The haute couture designation is a government-mandated certification for French Maisons, one that is overseen by the Chambre Syndicale de la Haute Couture and dictated by rules around hours of handicraft, types of embellishment, and creativity. The Chambre Syndicale has 16 French brand members that are legally allowed to participate in the couture week, including Chanel, Christian Dior, Jean Paul Gaultier, Maison Margiela, Schiaparelli, and Givenchy. A separate designation, correspondent member, is given to seven international labels that produce garments on a couture scale: Armani Privé, Azzedine Alaïa, Elie Saab, Fendi Couture, Valentino, Versace, and Viktor & Rolf.

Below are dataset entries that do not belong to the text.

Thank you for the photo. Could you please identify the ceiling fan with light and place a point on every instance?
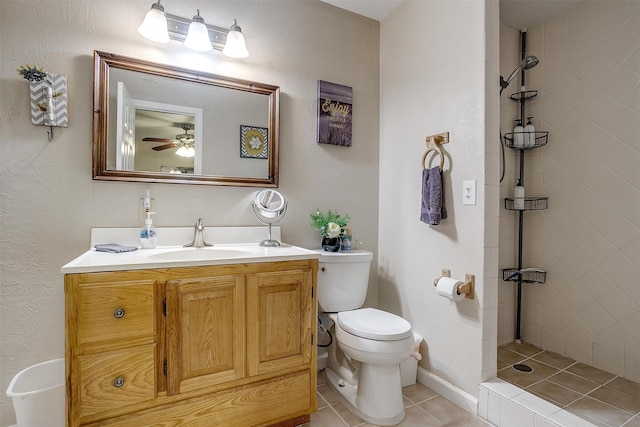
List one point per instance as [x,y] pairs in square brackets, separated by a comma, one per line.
[184,142]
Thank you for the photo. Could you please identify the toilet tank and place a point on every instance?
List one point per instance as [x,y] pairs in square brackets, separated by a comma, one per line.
[343,279]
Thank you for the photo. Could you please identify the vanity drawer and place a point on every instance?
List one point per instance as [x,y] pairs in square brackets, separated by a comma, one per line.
[115,311]
[116,379]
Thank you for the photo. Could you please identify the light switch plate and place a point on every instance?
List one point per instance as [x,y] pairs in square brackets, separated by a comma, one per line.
[469,192]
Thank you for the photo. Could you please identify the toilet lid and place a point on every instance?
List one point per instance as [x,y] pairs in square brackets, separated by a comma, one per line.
[374,324]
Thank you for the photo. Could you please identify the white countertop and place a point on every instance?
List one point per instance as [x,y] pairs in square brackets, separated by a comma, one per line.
[163,257]
[175,255]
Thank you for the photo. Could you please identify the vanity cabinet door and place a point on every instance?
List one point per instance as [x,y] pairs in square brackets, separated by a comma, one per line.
[280,311]
[205,332]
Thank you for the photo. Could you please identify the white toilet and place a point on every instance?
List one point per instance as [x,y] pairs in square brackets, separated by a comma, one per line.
[364,358]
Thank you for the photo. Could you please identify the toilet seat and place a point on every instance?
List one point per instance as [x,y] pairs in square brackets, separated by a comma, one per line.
[374,324]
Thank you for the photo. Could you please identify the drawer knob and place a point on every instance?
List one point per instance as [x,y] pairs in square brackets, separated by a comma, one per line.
[118,382]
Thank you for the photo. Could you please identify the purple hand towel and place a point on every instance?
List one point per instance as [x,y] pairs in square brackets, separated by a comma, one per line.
[433,209]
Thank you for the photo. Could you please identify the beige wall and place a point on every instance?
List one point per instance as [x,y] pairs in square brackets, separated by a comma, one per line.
[433,79]
[49,201]
[588,240]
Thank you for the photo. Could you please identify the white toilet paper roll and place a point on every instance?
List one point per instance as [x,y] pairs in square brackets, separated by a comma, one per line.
[448,288]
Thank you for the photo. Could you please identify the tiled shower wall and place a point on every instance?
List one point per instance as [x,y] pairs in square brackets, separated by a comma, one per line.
[588,240]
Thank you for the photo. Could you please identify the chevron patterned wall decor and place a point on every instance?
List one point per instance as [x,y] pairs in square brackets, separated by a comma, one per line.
[38,93]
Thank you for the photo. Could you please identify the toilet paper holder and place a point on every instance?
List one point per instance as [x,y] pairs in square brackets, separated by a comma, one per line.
[467,288]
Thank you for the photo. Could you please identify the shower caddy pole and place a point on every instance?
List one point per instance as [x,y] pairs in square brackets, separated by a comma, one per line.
[530,203]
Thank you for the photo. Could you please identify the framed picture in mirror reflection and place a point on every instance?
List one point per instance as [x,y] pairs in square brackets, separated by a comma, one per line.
[253,142]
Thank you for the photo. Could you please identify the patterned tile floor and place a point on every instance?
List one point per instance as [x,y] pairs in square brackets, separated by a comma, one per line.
[423,407]
[599,397]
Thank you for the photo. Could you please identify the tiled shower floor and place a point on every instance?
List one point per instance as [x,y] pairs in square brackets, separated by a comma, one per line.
[599,397]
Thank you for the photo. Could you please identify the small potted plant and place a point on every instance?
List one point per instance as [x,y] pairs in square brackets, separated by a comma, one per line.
[331,227]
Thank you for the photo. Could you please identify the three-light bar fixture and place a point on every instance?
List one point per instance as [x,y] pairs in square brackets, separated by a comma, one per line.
[161,27]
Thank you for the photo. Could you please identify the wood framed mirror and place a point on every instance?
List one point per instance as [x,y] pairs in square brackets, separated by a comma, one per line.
[161,123]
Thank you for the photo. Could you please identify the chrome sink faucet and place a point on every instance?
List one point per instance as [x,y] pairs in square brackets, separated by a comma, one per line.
[198,236]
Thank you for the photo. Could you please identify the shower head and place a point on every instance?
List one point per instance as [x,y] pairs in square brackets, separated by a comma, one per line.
[526,64]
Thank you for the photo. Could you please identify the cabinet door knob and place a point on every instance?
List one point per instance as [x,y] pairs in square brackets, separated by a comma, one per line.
[118,382]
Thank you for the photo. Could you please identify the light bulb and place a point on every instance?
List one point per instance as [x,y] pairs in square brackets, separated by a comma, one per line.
[235,46]
[154,26]
[198,35]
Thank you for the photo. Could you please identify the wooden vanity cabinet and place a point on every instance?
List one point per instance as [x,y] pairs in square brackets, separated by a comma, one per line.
[229,345]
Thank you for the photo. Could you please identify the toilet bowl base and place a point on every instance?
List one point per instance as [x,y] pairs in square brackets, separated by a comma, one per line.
[388,407]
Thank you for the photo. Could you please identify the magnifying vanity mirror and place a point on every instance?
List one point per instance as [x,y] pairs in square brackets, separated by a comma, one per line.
[269,206]
[161,123]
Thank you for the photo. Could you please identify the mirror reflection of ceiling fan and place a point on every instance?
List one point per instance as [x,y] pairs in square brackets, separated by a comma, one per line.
[185,140]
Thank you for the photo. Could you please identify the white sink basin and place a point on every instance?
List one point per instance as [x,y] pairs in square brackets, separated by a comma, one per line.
[206,253]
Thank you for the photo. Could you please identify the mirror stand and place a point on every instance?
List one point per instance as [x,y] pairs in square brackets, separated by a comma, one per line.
[266,214]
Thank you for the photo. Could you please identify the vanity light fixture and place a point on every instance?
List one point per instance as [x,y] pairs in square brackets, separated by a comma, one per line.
[198,36]
[235,46]
[154,26]
[229,41]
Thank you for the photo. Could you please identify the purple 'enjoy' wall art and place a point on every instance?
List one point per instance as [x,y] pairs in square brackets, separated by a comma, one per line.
[335,109]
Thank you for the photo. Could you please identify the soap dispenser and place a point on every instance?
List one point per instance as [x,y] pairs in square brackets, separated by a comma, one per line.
[518,135]
[529,134]
[148,233]
[518,196]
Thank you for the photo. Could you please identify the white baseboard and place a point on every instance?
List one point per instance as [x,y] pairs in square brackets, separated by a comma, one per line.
[450,392]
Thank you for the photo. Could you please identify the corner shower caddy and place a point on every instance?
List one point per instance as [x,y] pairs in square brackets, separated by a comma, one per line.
[519,274]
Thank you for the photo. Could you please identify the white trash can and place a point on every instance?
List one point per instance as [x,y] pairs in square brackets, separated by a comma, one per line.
[409,368]
[38,395]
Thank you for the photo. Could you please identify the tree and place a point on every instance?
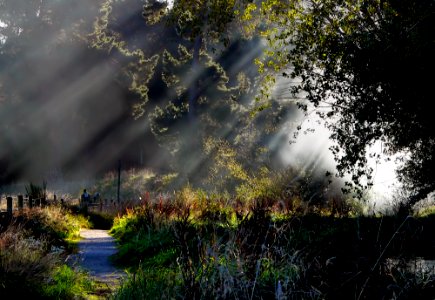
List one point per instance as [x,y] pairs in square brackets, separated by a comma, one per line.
[363,64]
[185,90]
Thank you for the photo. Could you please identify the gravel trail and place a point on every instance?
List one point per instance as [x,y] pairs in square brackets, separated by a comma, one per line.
[94,251]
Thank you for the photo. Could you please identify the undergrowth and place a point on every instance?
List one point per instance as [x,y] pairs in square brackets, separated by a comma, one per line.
[195,245]
[33,247]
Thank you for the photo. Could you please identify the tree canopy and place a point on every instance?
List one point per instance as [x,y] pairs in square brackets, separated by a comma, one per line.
[364,65]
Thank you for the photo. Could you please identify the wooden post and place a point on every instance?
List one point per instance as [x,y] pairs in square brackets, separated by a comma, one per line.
[9,205]
[119,179]
[20,202]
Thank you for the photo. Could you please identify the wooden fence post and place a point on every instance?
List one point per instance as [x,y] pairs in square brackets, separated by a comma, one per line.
[9,205]
[20,202]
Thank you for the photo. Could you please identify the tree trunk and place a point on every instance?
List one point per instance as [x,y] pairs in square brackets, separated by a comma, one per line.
[194,87]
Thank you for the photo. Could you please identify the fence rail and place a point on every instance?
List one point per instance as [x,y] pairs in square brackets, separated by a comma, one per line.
[9,204]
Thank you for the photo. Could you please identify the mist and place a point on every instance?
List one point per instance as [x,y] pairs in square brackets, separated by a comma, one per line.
[66,107]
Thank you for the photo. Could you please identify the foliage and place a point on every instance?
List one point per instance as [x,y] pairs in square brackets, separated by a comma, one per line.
[31,266]
[55,223]
[363,66]
[67,283]
[182,248]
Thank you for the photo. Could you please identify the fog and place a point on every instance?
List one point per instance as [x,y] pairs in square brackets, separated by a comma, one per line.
[66,112]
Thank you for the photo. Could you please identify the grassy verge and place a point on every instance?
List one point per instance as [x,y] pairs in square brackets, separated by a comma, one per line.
[33,247]
[200,246]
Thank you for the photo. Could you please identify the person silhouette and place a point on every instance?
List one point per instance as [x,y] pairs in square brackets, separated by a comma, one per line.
[85,198]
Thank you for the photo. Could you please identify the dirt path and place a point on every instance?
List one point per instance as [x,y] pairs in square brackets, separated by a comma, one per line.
[94,251]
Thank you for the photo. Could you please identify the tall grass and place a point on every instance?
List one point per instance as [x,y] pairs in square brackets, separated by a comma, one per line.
[196,245]
[33,246]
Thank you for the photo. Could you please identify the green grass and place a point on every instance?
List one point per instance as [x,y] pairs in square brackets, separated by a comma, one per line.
[67,283]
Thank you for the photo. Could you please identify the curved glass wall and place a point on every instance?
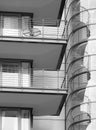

Eighteen guest members from around the world are also granted the couture nomenclature, including Iris van Herpen, Guo Pei, Ronald van der Kemp, and Julie de Libran. All 41 of these couture-grade Maisons are able to participate in the digital couture week, though some have already opted out. Giorgio Armani announced that his Armani Privé collection will be shown in January. Jean Paul Gaultier, who handed over the reins of his couture business to Sacai’s Chitose Abe for the first in a series of guest-designer collections, announced that his show would also be put on hold until January. Givenchy is currently without a creative director, meaning its couture production is likely on hold, and Balenciaga, which was set to debut a couture collection under Demna Gvasalia, has also postponed its collection.
But for the participating brands, the three days of online couture shows provide a new opportunity to translate the spectacle of France’s most elite form of fashion design to the world. It will precede Paris’s menswear week (9 July to 13 July) and Milano Fashion Week Digital (14 July to 17 July).